Rien de nouveau, la nouvelle politique du SDIS 44

Avait lieu le 28 janvier dernier, la première rencontre de l’année sur le dialogue social. Nous constatons une direction facilitatrice dans l’échange … mais peu enclin à partager l’information.

Voici en 9 points la position de nos gouvernants. Bien loin de nos attentes !

1) Projet stratégique, prospective, mutualisation

Le SDIS, financé par le Conseil Départemental et l’ensemble des communes du département, est soumis à de fortes contraintes budgétaires. Pour l’année 2016, il n’y aura donc aucune augmentation du budget. La participation des communes restants identiques (basée sur l’inflation de 0%) et le Département ne souhaitant pas augmenter sa participation.

Nous attendions avec intérêt le positionnement de Monsieur Le Directeur sur sa politique stratégique pour 2016 et les 5 années à venir …
Il nous informe y travailler. Une analyse digne de ce nom se doit d’être pensée, réfléchie, élaborée, structurée, recherchée, raisonnée, posée …
Monsieur Le Directeur élabore sa stratégie sous couvert d’un groupe de réflexion piloté par Monsieur Gilles Nicolas (élu).

Les organisations syndicales seront associées dans le processus, au même titre que le Conseil Départemental, le Préfet, le Président de l’Association des Maires de France et quelques autres partenaires. SUD à la même table que ces grandes institutions … faudra t’il nous acheter une conduite ?!

Basé sur le SDACR de 2012, ce document stratégie d’orientation sera ensuite présenté au Conseil d’Administration du 14 juin prochain. La première réunion ayant lieu le 27 janvier dernier, nous n’en serons pas plus.

Une stratégie axée sur un document vieux de 4 ans pour une application sur les 5 prochaines années … mais restons confiant !

2) Budget

Monsieur Ploteau estime y avoir répondu au point précédent. Bin flut !Nous n’avions pas anticipé cette réponse. A la rigueur, un vol de sacoche, un dossier égaré …

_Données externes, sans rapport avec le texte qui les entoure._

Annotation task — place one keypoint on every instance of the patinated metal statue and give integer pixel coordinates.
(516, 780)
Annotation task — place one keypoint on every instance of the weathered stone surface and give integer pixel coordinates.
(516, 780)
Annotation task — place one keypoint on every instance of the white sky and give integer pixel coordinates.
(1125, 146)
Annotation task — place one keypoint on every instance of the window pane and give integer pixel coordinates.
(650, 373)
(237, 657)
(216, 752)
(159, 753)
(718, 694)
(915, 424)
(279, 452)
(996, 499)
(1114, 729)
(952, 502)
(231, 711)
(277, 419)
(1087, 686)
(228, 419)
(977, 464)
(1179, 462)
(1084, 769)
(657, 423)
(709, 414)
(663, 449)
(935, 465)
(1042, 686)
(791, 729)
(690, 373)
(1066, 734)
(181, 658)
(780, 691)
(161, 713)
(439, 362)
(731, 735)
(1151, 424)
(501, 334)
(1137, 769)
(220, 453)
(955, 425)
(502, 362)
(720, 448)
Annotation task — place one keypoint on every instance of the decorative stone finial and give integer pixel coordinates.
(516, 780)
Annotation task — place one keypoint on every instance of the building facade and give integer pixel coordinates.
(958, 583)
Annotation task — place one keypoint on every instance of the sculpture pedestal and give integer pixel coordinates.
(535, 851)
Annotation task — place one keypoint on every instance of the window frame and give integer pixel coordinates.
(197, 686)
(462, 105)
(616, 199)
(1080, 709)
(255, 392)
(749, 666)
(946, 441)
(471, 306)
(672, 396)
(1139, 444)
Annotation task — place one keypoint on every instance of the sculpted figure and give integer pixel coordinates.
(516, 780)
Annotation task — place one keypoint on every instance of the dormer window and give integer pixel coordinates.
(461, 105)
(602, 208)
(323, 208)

3) Refonte de la filière, volet RH du SDACR, statut SPP/ SPV

Prise de parole du colonel Guénégo. Il aborde le report des examens de lieutenant de 2015 et celui de capitaine de 2016 (procédure tribunal SUD, SNSPP-FO et Avenir Secours).
Il constate un retard dans l’application de la refonte de la filière. Le contraire aurait été surprenant !
Il remarque que le nombre d’adjudants est trop élevé au SDIS. La volonté politique étant de favoriser l’avancement, le sur-quota menace.
Il serait fantaisiste d’oublier le passé et la politique drastique du SDIS en matière d’avancement qui plomba de nombreuses carrières. Aujourd’hui, c’est encore les personnels SPP de catégorie C qui vont supporter ce lourd passé.

Notre sollicitation sur le recrutement d’effectifs SPP non officiers n’obtient toujours pas d’écoute. Le SDIS se base sur une note du14 mai 2013 pour affirmer un simple manque de 5 SPP.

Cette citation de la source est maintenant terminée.